Sebelumnya, apa itu UU ITE? UU ITE merupakan UU yang mengatur tentang informasi serta transaksi elektronik, atau teknoogi informasi secara umum dan UU ini mencakup beberapa materi, salah satunya tentang konten ilegal, yang terdiri dari, antara lain: kesusilaan, perjudian, penghinaan/pencemaran nama baik, pengancaman dan pemerasan (Pasal 27, Pasal 28, dan Pasal 29 UU ITE).
Sehingga orang bisa dengan mudah sekali melaporkan seseorang dengan bukti mencemarkan nama baik di medsos. Walaupun UU ITE sudah di revisi, tapi masih banyak juga yang beranggapan bahwa dengan adanya UU ITE menyebabkan pembatasan kebebasan berekspresi seseorang sehingga akhirnya masyarakat bungkam,takut untuk menyuarakan pendapatnya tentang ketidakadilan. Dengan ini, UU ITE bisa saja menimbulkan penyalahgunaan kekuasaan (abuse of power).
Melihat dari kasus Baiq Nuril, peribahasa "tumpul keatas tajam kebawah" sangatlah cocok, dalam kata lain hukum selalu memihak kaum atas yang seakan-akan selalu benar, sedangkan kaum bawah selalu salah dan dirugikan. Dengan ini membuktikan bagaimana keadaan hukum di Indonesia yang timpang sebelah saat berhadapan dengan kaum kelas bawah vs kaum kelas atas.

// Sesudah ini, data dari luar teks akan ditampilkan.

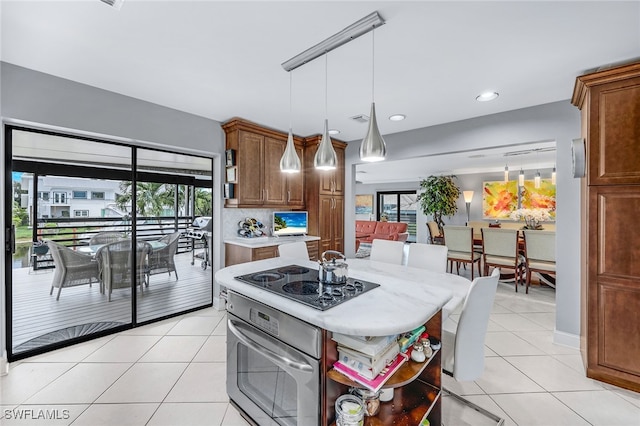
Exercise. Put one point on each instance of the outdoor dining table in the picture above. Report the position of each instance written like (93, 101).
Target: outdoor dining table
(93, 249)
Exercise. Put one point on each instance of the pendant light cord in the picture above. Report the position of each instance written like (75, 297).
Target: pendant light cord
(326, 85)
(373, 64)
(290, 99)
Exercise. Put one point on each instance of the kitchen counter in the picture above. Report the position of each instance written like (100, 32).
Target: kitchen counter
(267, 241)
(407, 297)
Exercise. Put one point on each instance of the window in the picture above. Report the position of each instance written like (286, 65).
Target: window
(60, 197)
(399, 206)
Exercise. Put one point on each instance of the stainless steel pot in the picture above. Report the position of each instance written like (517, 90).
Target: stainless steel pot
(333, 271)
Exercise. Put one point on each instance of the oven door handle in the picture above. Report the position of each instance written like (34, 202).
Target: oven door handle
(274, 357)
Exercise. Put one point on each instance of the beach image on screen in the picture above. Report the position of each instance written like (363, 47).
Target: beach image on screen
(290, 223)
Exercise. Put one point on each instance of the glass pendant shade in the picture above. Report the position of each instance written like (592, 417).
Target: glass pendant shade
(290, 162)
(326, 157)
(373, 147)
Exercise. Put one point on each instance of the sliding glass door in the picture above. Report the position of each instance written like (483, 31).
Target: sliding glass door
(97, 237)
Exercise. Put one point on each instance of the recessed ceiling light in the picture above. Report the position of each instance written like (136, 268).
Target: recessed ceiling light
(486, 96)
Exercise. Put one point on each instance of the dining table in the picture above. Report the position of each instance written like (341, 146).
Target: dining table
(92, 249)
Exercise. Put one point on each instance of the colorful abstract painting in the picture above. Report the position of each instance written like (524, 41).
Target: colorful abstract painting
(364, 204)
(499, 199)
(539, 198)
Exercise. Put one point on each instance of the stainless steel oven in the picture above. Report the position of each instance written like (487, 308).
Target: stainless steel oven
(273, 364)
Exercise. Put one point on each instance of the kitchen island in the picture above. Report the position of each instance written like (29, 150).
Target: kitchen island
(405, 299)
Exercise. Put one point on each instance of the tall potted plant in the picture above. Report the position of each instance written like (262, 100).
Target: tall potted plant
(439, 197)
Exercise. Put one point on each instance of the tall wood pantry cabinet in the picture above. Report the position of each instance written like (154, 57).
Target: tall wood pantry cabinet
(324, 196)
(257, 177)
(609, 101)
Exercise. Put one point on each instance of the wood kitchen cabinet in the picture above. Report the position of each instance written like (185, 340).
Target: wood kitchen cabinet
(324, 197)
(259, 181)
(609, 101)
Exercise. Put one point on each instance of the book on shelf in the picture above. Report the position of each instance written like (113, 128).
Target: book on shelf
(409, 338)
(368, 366)
(376, 383)
(366, 345)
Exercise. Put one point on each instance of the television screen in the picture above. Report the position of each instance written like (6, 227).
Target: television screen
(290, 223)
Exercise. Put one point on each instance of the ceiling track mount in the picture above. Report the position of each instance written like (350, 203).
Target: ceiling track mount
(353, 31)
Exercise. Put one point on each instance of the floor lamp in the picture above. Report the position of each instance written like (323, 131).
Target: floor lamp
(468, 196)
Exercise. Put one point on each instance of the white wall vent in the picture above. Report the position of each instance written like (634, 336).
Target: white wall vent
(117, 4)
(360, 118)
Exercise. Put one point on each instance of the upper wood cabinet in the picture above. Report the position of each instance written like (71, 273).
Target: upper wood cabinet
(610, 104)
(259, 181)
(610, 246)
(324, 198)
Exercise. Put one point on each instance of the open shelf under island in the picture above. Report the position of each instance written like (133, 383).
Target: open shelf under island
(405, 299)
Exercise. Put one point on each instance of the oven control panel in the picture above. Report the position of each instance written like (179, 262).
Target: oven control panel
(264, 321)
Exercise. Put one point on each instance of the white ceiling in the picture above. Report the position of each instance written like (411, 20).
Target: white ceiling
(222, 59)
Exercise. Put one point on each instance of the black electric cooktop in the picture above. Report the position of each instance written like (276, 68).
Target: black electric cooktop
(301, 284)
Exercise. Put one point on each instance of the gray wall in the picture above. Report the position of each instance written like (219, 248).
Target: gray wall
(50, 101)
(47, 100)
(558, 121)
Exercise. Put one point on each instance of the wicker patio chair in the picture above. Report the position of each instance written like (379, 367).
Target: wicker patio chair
(161, 260)
(117, 265)
(106, 238)
(71, 268)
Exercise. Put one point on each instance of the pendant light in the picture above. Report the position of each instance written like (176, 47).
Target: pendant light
(326, 157)
(536, 180)
(290, 162)
(373, 147)
(521, 178)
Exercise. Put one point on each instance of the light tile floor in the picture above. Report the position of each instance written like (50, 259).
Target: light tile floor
(173, 373)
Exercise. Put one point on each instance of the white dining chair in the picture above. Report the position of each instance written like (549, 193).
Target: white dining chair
(387, 251)
(463, 343)
(428, 256)
(295, 250)
(500, 249)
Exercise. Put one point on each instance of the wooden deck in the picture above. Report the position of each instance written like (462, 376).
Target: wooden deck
(35, 312)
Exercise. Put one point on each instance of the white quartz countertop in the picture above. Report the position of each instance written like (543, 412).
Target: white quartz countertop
(267, 241)
(407, 297)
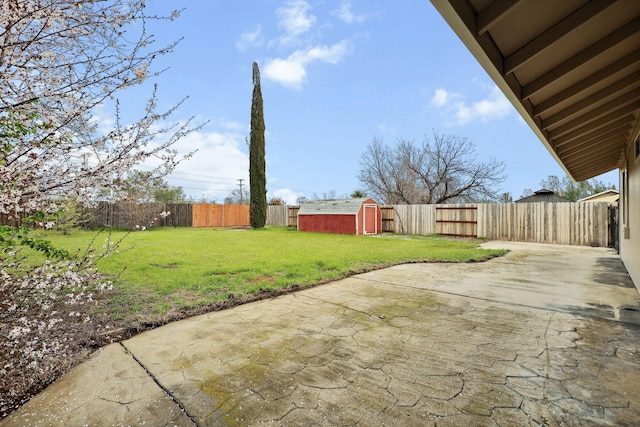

Seharusnya peraturan ataupun undang-undang yang dibuat mempertimbangkan asas kemanusiaan, keadilan dan kebenaran yang seimbang. Jangan menutup sebelah mata terhadap ketidakberdayaan seseorang seperti Baiq Nuril yang juga merupakan seorang ibu yang juga merupakan korban pelecehan seksual atasannya.